- Developer: Darius Immanuel Guerrero
- Publisher: AppSir Games
- Platforms: Android, iOS, Windows
- Release: May 29, 2018
- Genres: Masocore platform, horror game
- Mode: Single-player

= Dere Evil Exe =

2018 video game

Dere Evil Exe (stylized as DERE EVIL EXE) is a platform horror video game developed by Darius Immanuel Guerrero and published by AppSir Games. It was released on May 29, 2018, on iOS, where it is adware with the option for an ad-free purchase, July 2, 2018, for Android and on July 3, 2018, for Windows as a paid game. A standalone sequel to previous indie games Sorority Rites and The Last Yandere, and a remake of the freeware game DERE EXE, the game is based on creepypasta stories about retro games, and has a self-aware story that breaks the fourth wall. Nominally a masocore fantasy platformer in which the player controls a knight character, Knightly, on a quest to save a princess, the game's rules are skewed, and the player is soon warned not to trust the game's developer messages or its assistant AI, AIDE (Artificial Intelligence for Dere Exe). The game received mixed reviews from critics, who praised the story, but were split on whether the gameplay was of high quality. A sequel to the game DERE Vengeance was released on September 19th, 2023.

== Development ==
Developer Darius Guerrero is based in the Philippines. initially became a video game developer because his girlfriend, Daphne Ayala, enjoyed games and he wanted to surprise her with a game in which she was the main character. They began making games together, deciding to make a series of interconnected games with a deep story based on conspiracy theories, but simple gameplay, one of which was DERE EVIL EXE. The inspiration for the game came from the Polybius urban legend about a 1981 arcade game used for government experiments, as well as an obscure website, Annie's Road.

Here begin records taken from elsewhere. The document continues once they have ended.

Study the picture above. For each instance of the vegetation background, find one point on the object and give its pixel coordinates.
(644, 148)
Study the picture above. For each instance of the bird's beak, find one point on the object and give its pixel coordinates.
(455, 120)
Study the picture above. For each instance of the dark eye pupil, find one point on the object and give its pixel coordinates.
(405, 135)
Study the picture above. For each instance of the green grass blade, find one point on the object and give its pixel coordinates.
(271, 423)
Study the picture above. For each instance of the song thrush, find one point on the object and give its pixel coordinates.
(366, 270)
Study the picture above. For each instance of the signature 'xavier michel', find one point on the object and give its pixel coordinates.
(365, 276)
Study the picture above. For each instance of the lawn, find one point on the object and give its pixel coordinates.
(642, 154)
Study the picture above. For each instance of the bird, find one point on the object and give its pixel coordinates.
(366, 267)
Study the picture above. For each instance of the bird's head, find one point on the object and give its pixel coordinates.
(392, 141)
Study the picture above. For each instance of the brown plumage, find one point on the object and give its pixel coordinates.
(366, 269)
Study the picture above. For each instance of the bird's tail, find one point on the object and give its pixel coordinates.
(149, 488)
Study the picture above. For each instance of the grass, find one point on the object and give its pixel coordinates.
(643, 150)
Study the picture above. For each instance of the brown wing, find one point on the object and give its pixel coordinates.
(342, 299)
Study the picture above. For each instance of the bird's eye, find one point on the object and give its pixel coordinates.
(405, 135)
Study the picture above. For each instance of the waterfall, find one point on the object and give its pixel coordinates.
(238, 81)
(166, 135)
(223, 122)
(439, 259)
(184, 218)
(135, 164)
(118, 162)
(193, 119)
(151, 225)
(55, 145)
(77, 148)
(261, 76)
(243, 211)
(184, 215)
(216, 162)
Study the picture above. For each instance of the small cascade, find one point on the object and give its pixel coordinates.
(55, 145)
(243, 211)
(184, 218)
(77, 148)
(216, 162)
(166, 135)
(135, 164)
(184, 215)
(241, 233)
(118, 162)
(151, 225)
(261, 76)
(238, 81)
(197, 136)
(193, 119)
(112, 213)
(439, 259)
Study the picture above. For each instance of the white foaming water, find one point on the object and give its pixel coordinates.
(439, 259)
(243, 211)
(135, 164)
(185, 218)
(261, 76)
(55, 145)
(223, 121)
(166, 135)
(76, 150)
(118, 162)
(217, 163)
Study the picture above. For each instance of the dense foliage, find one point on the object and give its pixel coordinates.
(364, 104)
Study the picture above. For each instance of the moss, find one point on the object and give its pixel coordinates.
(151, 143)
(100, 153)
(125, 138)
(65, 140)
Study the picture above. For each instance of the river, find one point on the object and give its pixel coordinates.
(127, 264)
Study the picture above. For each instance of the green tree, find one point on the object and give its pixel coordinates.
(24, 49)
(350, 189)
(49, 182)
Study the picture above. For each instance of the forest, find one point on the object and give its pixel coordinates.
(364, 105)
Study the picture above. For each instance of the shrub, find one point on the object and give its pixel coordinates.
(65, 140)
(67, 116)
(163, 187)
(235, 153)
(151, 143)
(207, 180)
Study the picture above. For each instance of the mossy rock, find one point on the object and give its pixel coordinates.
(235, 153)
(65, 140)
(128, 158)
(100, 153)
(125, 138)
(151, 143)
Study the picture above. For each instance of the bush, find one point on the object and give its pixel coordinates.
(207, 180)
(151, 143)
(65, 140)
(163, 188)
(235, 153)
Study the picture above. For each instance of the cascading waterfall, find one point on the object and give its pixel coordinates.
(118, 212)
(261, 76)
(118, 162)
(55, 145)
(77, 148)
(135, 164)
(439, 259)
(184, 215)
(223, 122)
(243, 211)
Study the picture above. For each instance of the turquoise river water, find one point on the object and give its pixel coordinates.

The game's difficulty emerged from the desire to troll people who were playtesting. Guerrero called the biggest challenge testing the game himself due to its high difficulty. He said that he was pleased at the game's reception and expected to continue developing games for "decades".

== Reception ==
Sarah Saunders of TouchArcade gave the game a perfect score in her review, calling it her "go-to" for weeks despite the game's difficulty. Describing it as an "excellent and challenging 2D platformer", she noted the game was not for easily frustrated players, and that she had died hundreds of times. She stated her desire for the developer's previous games to be playable on iOS, but recommended it to players who enjoyed meta-humor or meta-horror. Jon Mundy of Pocket Gamer rated the game lower, calling it "bizarre, frustrating, sinister, and faintly exhausting". Describing it as "Super Meat Boy meets Portal", he criticized its story as "perhaps a little too smart and knowing for its own good", calling it akin to a snarky teen and saying it had too many red herrings. He also called the platforming itself "something of a mixed bag", criticizing its virtual controls and ultimately describing it as "interesting rather than irresistible".

Iain Harris of Rock Paper Shotgun said that DERE EVIL EXE had a "sense of meta-horror and fun", saying that it was at its best "when it subverts the hero and damsel in distress archetypes", citing AIDE's praise of the player early on in the game, which shifts to being a helpless outsider. He summed up the game's "subversion and reflection on the genre" as "thrilling".

The game received an honorable mention at the 2020 Webby Awards.

== Sequel ==
In 2020, DERE EVIL EXE received an endless runner sequel, HopBound, set in the same universe.